Cuidado con el calificativo de “modernistas”. No miremos con desdén al resto de los católicos, a los que solemos llamar modernistas a secas, pues, en su inmensa mayoría, son víctimas de los salteadores que los despojan de la verdadera fe.
Cuidado, porque esos, muchas veces, muchísimas, son eso: víctimas, no victimarios.

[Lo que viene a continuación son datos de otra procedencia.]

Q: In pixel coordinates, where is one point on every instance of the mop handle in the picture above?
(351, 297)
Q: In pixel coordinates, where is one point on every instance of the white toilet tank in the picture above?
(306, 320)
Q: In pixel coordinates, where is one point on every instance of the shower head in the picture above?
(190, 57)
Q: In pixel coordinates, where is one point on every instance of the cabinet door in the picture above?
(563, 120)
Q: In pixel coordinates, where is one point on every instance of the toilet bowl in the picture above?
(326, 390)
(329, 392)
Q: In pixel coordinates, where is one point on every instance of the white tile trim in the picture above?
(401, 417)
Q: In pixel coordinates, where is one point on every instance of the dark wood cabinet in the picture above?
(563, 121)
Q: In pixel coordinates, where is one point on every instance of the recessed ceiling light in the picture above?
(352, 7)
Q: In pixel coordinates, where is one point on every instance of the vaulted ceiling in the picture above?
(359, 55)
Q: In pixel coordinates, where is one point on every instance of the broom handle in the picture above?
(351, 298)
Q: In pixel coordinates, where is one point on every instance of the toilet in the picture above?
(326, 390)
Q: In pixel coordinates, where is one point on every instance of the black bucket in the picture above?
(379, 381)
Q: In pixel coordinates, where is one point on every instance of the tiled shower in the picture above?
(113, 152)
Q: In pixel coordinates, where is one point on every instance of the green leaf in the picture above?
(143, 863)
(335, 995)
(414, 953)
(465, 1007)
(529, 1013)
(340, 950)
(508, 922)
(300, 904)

No son los asaltantes de la parábola, sino el hombre asaltado.
Pensemos, por ejemplo, en el inmenso bien espiritual que, en su gran simplicidad, con sus fervorosas oraciones hacen esas ancianas “modernistas”, devotas verdaderas del Rosario, infaltables en las Parroquias; pensemos en esas monjas “modernistas” de clausura que, pese a la Misa Nueva y a las malas prédicas, viven enteramente crucificadas por causa de su caridad ardentísima.
Pensemos en esos Sacerdotes y laicos que se esfuerzan sinceramente por alcanzar la santidad, a pesar de tener que respirar cada día el humo liberal que ha entrado en el templo mediante la grieta excavada desde dentro por una Jerarquía de traidores.

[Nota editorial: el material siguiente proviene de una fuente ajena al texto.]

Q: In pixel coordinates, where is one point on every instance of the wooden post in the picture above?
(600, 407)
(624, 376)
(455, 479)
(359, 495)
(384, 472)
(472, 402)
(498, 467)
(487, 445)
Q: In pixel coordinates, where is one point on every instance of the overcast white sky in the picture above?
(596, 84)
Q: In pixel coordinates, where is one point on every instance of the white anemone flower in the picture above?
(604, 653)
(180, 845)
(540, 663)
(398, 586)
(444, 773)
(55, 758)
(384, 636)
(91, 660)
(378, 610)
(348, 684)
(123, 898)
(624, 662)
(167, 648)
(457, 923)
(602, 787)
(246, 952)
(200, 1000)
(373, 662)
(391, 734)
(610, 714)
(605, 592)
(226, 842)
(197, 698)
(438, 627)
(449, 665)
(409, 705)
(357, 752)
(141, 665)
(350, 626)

Cuidado con el desprecio del prójimo: no nos vaya a suceder que estemos haciendo a veces la oración del fariseo:
Te doy gracias, Señor,
porque no soy como los demás hombres,
ni como esos estúpidos e ignorantes
modernistas de las Parroquias.
Cuidado: peor que ser hereje material modernista es ser un orgulloso tradicionalista, porque Dios resiste a los soberbios y da su gracia a los humildes (1 Pe 5, 5).
Cuidado con la soberbia.
El orgullo farisaico es la gran tentación de los tradicionalistas.
Los fariseos fueron los descendientes de los asideos, esos mártires y héroes tradicionalistas que combatieron a las órdenes de los Macabeos.
Cuidado con la soberbia. A esos que parecen vivir de diatribas y discusiones, habría que preguntarles qué es más importante: si tener razón o tener caridad.
Si los tradicionalistas tenemos la verdad, es por un regalo, por una gracia de Dios. Pero la luz de la fe verdadera es para iluminar a los hombres en orden a la salvación eterna, no para querer deslumbrarlos haciendo gala de conocimientos, ni para aplastarlos.
Dios nos haga caritativos y humildes.
Ciertamente, los tradicionalistas debemos ser el buen samaritano especialmente para con todas las pobres ovejas asaltadas y heridas por esos ministros del diablo que les dan a beber el veneno liberal y modernista.
Estos últimos se comportan como los ladrones de la parábola, de modo mucho más criminal que el Sacerdote y el levita, que pecaron sólo por omisión.
Estos ladrones son la Jerarquía liberal que objetivamente despoja y asesina a las almas desde esa verdadera emboscada que fue el Vaticano II.
Con estos envenenadores de las almas no cabe buscar cooperación ni concordia alguna, ni menos aceptar la posibilidad de someterse un día a su poder destructor.
Si el samaritano hubiera pretendido ponerse a las órdenes de los ladrones, no habría hecho con eso un acto de caridad, sino la mayor insensatez imaginable.
Y habría terminado robando, o robado y medio muerto él también.